January is National Operations Security Awareness Month. As part of the month-long observance, Jennifer Turpin, AFLCMC Director of Security, Consolidated Security Office, explains the importance of having an insider threat program for OPSEC purposes. Click to watch the video. A transcript of the speech is below as well.
MS. JENNIFER TURPIN:
We all have that one individual whether it be a friend or family member that we trust with everything. We trust their judgement, we trust they will be there when they say they will, we trust their integrity, and we trust their ability to keep a secret. This is the same relationship the government entrusts with its cleared employees and those that hold positions of trust.
In a previous lifetime, I was a federal agent with the National Background Investigations Bureau. A big part of my job was to act as the first line of defense to detect an Insider Threat. I interviewed individuals and asked the most basic and, at times, the most intrusive questions to get a clear understanding of who they were and if they were reliable and trustworthy enough to protect our nation’s most sensitive information. I had to paint a picture of this individual’s character, so the government could have faith they hired an individual that could be trusted with the most valuable information and assets. Going door to door, reviewing personal records, interviewing friends and family you try to get a clear picture of exactly who an individual is. Every day we are surrounded by coworkers, supervisors, and the general workforce. We trust these individuals to protect our organization’s information and to ensure our safety. So, you may be asking, what is an insider Threat and Why should an organization have a program dedicated to detecting and mitigating Insider Threats?
An insider threat is anyone within an organization that has access to the organization’s assets, infrastructure, and information. Examples include but are not limited to network administrators, developers, acquisition managers, administrative personnel and the list goes on. It could even be someone you don’t know but pass daily in the hallway.
While no threat can be 100 percent avoided there are things an organization can do to detect and mitigate insider threats. An effective Insider Threat Program helps an organization teach and encourage reporting or identifying individuals that pose a threat. Having a workforce that is alert to the indicators of an Insider Threat and the manner in how to report the information can effectively eliminate or mitigate concerns of valuable information being released to an organization’s competitor. In addition, an effective program minimizes the damage an Insider Threat can cause, and early detection can identify a threat before it becomes an attack and causes harm.
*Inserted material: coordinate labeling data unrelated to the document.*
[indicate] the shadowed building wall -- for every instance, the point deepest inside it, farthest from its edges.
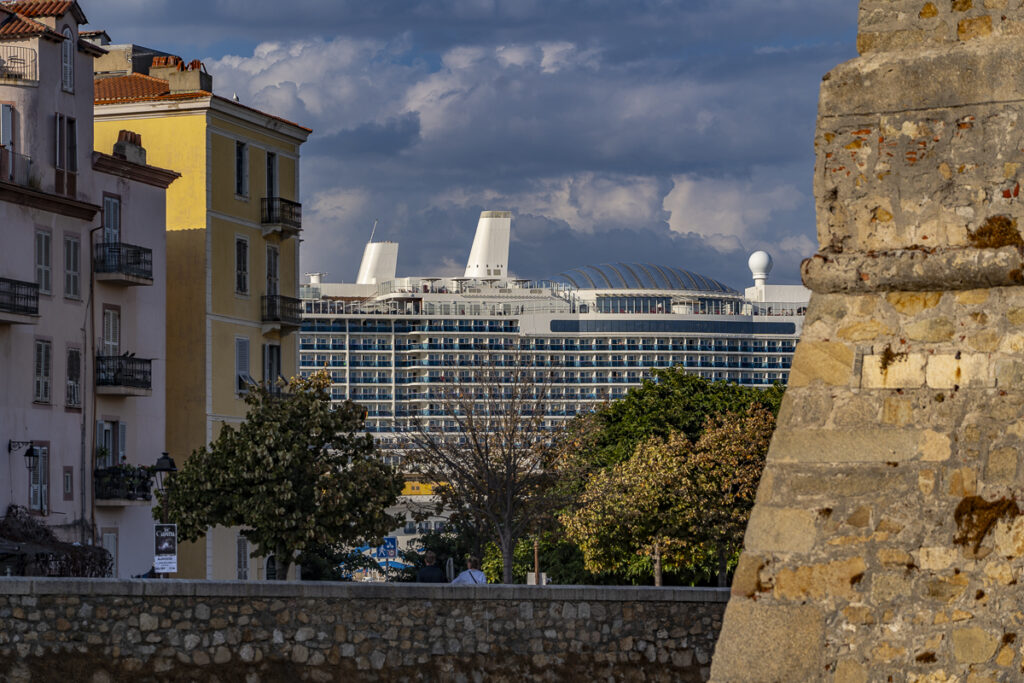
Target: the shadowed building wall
(886, 540)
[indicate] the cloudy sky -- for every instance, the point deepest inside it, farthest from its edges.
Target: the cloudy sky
(667, 131)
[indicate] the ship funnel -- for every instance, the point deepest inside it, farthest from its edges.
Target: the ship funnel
(489, 255)
(380, 261)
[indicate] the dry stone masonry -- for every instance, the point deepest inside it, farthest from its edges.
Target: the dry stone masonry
(100, 631)
(887, 543)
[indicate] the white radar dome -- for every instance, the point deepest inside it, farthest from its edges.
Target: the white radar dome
(760, 264)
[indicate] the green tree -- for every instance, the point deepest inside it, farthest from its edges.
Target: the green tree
(293, 475)
(675, 505)
(672, 401)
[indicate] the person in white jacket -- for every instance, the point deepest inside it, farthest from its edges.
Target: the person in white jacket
(471, 574)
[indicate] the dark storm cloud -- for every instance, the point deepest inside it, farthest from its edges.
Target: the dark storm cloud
(676, 132)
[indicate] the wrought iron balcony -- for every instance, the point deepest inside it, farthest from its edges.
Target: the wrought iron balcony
(276, 213)
(283, 310)
(18, 302)
(18, 63)
(124, 376)
(122, 483)
(119, 263)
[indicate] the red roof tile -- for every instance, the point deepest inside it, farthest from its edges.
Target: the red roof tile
(129, 88)
(17, 27)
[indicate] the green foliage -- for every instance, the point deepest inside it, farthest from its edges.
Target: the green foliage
(672, 401)
(687, 502)
(294, 475)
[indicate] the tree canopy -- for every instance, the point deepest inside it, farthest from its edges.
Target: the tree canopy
(674, 504)
(672, 401)
(293, 475)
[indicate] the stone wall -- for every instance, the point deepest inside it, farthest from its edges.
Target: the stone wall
(886, 543)
(99, 631)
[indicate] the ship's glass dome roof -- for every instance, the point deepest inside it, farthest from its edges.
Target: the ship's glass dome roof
(640, 276)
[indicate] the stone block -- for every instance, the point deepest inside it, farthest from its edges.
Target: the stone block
(1001, 465)
(780, 529)
(832, 363)
(869, 444)
(974, 645)
(899, 372)
(820, 582)
(763, 643)
(946, 371)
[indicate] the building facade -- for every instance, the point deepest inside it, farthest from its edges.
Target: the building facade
(393, 344)
(232, 249)
(82, 295)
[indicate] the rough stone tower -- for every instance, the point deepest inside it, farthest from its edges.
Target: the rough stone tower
(887, 543)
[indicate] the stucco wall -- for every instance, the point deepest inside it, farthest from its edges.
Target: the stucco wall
(182, 630)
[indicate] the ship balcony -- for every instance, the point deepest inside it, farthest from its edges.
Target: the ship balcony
(124, 376)
(281, 215)
(118, 263)
(18, 302)
(281, 311)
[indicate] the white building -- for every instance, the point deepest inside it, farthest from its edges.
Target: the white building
(82, 295)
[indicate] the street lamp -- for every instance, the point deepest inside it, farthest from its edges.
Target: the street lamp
(165, 466)
(31, 456)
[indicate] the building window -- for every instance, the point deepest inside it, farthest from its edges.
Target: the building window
(242, 558)
(241, 169)
(42, 367)
(68, 61)
(112, 442)
(73, 266)
(243, 378)
(43, 270)
(73, 392)
(39, 480)
(69, 483)
(66, 155)
(272, 280)
(111, 342)
(112, 219)
(241, 265)
(271, 364)
(271, 174)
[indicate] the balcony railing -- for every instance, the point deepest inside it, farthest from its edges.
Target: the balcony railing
(18, 297)
(122, 261)
(279, 211)
(14, 168)
(124, 375)
(18, 63)
(124, 482)
(286, 310)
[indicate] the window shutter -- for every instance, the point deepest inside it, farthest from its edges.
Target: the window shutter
(122, 441)
(44, 478)
(7, 126)
(34, 488)
(242, 363)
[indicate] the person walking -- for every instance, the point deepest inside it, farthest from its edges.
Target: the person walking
(430, 572)
(471, 574)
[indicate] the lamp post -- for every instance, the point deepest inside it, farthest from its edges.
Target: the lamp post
(162, 472)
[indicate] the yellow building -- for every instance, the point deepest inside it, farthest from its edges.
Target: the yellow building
(232, 253)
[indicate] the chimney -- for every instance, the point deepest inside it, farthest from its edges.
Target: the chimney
(163, 67)
(489, 254)
(129, 146)
(189, 79)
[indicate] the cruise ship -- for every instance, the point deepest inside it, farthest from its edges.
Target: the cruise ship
(597, 330)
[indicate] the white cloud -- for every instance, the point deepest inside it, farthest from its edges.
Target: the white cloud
(726, 211)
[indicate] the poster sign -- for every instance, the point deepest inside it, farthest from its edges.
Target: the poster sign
(390, 548)
(166, 557)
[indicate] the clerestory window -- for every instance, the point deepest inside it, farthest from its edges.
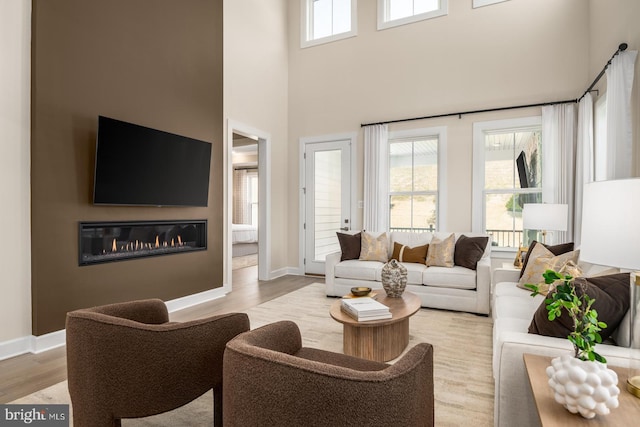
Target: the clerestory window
(324, 21)
(392, 13)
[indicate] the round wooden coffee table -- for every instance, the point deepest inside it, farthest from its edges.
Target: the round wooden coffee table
(379, 340)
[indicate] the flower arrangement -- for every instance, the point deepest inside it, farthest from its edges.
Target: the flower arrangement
(578, 306)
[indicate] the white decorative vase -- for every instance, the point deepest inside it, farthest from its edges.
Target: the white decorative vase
(394, 278)
(584, 387)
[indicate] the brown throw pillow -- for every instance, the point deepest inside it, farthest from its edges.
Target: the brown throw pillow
(611, 294)
(559, 249)
(349, 245)
(440, 253)
(404, 253)
(469, 251)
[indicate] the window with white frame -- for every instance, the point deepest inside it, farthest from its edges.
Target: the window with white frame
(507, 174)
(414, 190)
(324, 21)
(392, 13)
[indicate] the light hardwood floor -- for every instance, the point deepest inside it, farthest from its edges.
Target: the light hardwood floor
(25, 374)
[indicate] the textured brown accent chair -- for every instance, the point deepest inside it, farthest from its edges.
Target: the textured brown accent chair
(271, 380)
(127, 360)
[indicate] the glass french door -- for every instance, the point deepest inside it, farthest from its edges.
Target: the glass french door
(327, 200)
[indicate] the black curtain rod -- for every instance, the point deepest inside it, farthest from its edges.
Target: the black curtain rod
(623, 46)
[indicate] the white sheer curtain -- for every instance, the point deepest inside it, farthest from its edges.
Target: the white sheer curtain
(619, 141)
(376, 178)
(584, 160)
(558, 154)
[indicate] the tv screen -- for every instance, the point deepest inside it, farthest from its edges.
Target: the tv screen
(137, 165)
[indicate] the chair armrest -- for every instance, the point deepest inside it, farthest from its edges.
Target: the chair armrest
(283, 336)
(255, 386)
(120, 359)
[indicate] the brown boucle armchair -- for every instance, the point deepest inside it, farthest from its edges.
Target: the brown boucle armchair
(127, 360)
(271, 380)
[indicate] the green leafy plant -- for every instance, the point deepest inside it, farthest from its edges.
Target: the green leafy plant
(586, 326)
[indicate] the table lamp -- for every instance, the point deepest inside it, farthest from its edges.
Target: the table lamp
(545, 217)
(611, 237)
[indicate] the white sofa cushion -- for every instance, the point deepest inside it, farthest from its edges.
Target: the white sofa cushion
(449, 277)
(408, 239)
(414, 272)
(356, 269)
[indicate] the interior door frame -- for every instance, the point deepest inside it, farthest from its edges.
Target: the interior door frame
(356, 215)
(264, 200)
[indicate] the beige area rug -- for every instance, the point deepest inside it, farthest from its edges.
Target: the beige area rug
(244, 261)
(462, 359)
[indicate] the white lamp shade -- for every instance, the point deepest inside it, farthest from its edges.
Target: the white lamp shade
(545, 216)
(611, 223)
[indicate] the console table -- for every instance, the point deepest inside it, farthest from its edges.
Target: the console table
(554, 414)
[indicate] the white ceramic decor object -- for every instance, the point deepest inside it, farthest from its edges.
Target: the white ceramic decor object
(584, 387)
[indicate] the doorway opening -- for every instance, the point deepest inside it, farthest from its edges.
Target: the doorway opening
(245, 203)
(248, 153)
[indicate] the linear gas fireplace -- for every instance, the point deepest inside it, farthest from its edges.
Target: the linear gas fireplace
(119, 241)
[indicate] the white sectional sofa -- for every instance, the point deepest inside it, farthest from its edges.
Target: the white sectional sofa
(512, 311)
(455, 288)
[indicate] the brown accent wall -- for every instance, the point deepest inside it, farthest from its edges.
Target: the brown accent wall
(157, 63)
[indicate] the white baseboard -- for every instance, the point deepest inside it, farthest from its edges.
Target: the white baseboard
(15, 347)
(38, 344)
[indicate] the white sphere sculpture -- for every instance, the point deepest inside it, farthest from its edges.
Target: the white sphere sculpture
(583, 387)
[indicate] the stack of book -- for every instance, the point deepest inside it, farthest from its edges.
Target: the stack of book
(363, 309)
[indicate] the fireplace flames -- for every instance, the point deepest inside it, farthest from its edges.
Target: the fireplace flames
(137, 245)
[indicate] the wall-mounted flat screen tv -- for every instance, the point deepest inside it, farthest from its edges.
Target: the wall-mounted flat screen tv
(137, 165)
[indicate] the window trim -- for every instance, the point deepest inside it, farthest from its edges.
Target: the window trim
(305, 26)
(441, 133)
(478, 214)
(383, 12)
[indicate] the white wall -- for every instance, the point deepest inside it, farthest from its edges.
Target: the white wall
(511, 53)
(612, 22)
(15, 239)
(255, 84)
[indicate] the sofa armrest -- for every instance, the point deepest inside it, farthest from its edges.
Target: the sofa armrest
(330, 263)
(506, 275)
(483, 285)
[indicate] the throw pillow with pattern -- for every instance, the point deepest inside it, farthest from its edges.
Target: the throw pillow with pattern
(404, 253)
(374, 248)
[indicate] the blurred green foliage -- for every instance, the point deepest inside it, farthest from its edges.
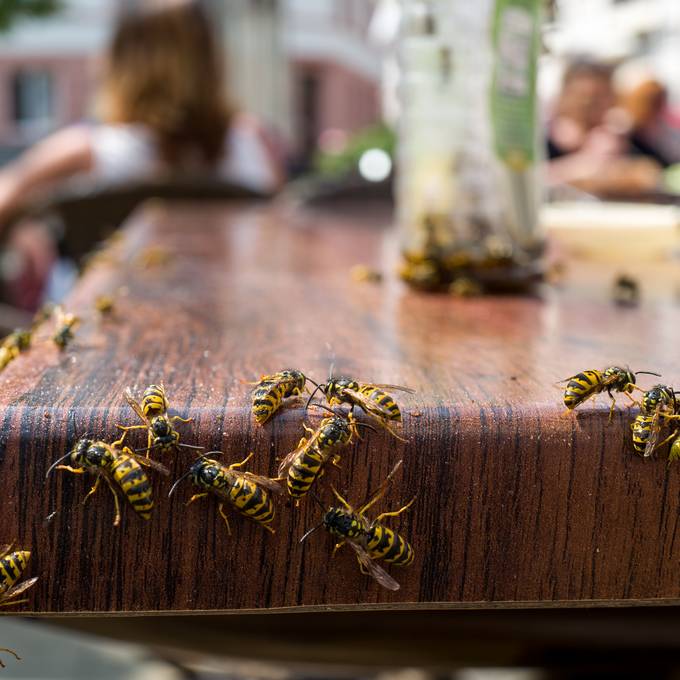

Lastly, an Insider Threat Program clearly outlines, the procedures, tools, and personnel responsible for mitigating a threat.
There are many indicators that someone may be or become an Insider Threat and it’s important to know what these are. Things such as a dramatic change in character or actions of individual. We all have bad days, however, when someone’s complete character and demeanor changes sometimes overnight it is important to be alert. In addition, individuals who talk of lavish objects and vacations and then in the same sentence indicate they are struggling financially this can also be an indicator. Remember, if something feels off, it usually is, so go with your gut feeling. If you ever have a question if you should report something, contact your respective security office, they can provide an assist. Don’t wait, because the longer you wait the more damage will be done if the individual is in fact an Insider Threat.
So, what is the take-away? Yes, there are agents out there serving as a first line of defense, I was one of them, but there are individuals that may not be detected, so to add another layer of defense is through an effective Insider Threat Program.
I hope that you take away just how important it is to protect our nation’s sensitive information and, if you witness a potential insider threat, how important it is to report the concern. Thank you, and remember if you see something, say something!